Maar luister wat er gebeurde. Ik was op weg naar Damascus. Het was bijna twaalf uur ’s middags en ik was vlak bij de stad. Toen straalde er plotseling een fel licht uit de hemel om me heen. Ik viel op de grond, en ik hoorde een stem zeggen: ‘Saulus, Saulus, waarom vervolg je mij?’ Ik antwoordde: ‘Wie bent u, Heer?’ En de stem zei tegen mij: ‘Ik ben Jezus uit Nazaret. Ik ben degene die jij vervolgt.’ De mensen die bij me waren, zagen het felle licht. Maar de stem hoorden ze niet. Toen zei ik: ‘Wat moet ik doen, Heer?’ De Heer zei tegen mij: ‘Sta op en ga naar Damascus. Daar zal iemand je alles vertellen wat je moet doen.’
Door het felle licht was ik blind geworden. De mensen die bij mij waren, pakten mijn hand en brachten me zo naar Damascus.
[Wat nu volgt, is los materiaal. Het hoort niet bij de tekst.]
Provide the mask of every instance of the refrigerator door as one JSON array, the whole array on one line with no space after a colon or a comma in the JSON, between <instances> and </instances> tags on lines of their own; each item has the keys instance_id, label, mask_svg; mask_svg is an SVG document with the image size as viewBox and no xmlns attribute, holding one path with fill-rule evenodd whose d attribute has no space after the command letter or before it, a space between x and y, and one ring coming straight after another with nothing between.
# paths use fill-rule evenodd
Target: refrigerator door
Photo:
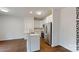
<instances>
[{"instance_id":1,"label":"refrigerator door","mask_svg":"<svg viewBox=\"0 0 79 59\"><path fill-rule=\"evenodd\" d=\"M52 44L52 22L44 24L44 37L46 42Z\"/></svg>"}]
</instances>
In Damascus woonde een man die Ananias heette. Ananias was trouw aan God en hield zich aan de wet. Alle Joodse inwoners van de stad hadden respect voor hem. Ananias kwam naar me toe en ging voor me staan. Hij zei: ‘Saulus, beste vriend, kijk me aan!’ En op datzelfde moment kon ik hem zien. Toen zei hij tegen me: ‘De God van onze voorouders heeft jou uitgekozen. Hij zal aan jou zijn plannen bekendmaken. Hij heeft jou uitgekozen om Jezus Christus te zien en zijn stem te horen. Jij zult alle mensen over hem gaan vertellen. Je zult vertellen wat je gehoord en gezien hebt. Waarom twijfel je nog? Sta op en laat je dopen. Als je tot Jezus bidt, dan zal het water van je doop je zonden wegwassen.’



Dichter bij de tijd

(Bewerking: C. Leterme)

Toen zei Paulus in het Hebreeuws:
‘Mannen, ik ben een Jood, geboren in Tarsus.
Ik groeide op hier in Jeruzalem. Mijn leraar was Gamaliël.
Hij leerde me mij te houden aan de wetten van onze voorouders.
Ik ijverde voor God, net zoals jullie nu.
Ik heb mannen en vrouwen gearresteerd en in de gevangenis gegooid.
De hogepriester en de hele raad der oudsten
kunnen dit van me getuigen.
Met hun brieven trok ik naar de broeders in Damascus
om er christenen te arresteren
en ze naar Jeruzalem te voeren om ze er te laten bestraffen.
Maar vlak bij Damascus was er rond de middag
plotseling een fel licht uit de hemel.
Ik viel op de grond en hoorde zeggen:
Saul, Saul, waarom vervolg je Me?
Ik antwoordde: Wie ben Je, Heer?
Hij zei: Ik ben Jezus van Nazaret die je vervolgt.
Mijn metgezellen zagen wel het licht, maar hoorden de stem niet.
Ik vroeg: Wat moet ik doen, Heer?
Hij zei: Sta op en ga verder naar Damascus.
Daar zal men je alles zeggen wat je te doen hebt.
Omdat ik door het felle licht niet meer kon zien,
leidde men me bij de hand.
Zo kwam ik bij Ananías, een wetgetrouw man,
die door alle joden in Damascus gerespecteerd werd.
Hij bezocht mij, ging voor me staan en zei:
Saul, broeder, word weer ziende!
Op dat moment zag ik hem staan.
Hij zei: De God van onze vaderen heeft je uitgekozen
om zijn wil te laten kennen,
om Jezus te zien en te horen.
Je zult alle mensen over Hem gaan vertellen,
over wat ge gezien en gehoord hebt.
Wat twijfel je nog?
Sta op, laat je dopen en je zonden afwassen
onder aanroeping van zijn Naam.



Stilstaan bij …

Hebreeuws
Vroeger spraken de Joden Hebreeuws. Sinds hun terugkeer naar Israël (stichtingsdatum 14 mei 1948) gebruiken ze deze taal opnieuw in het dagelijks leven.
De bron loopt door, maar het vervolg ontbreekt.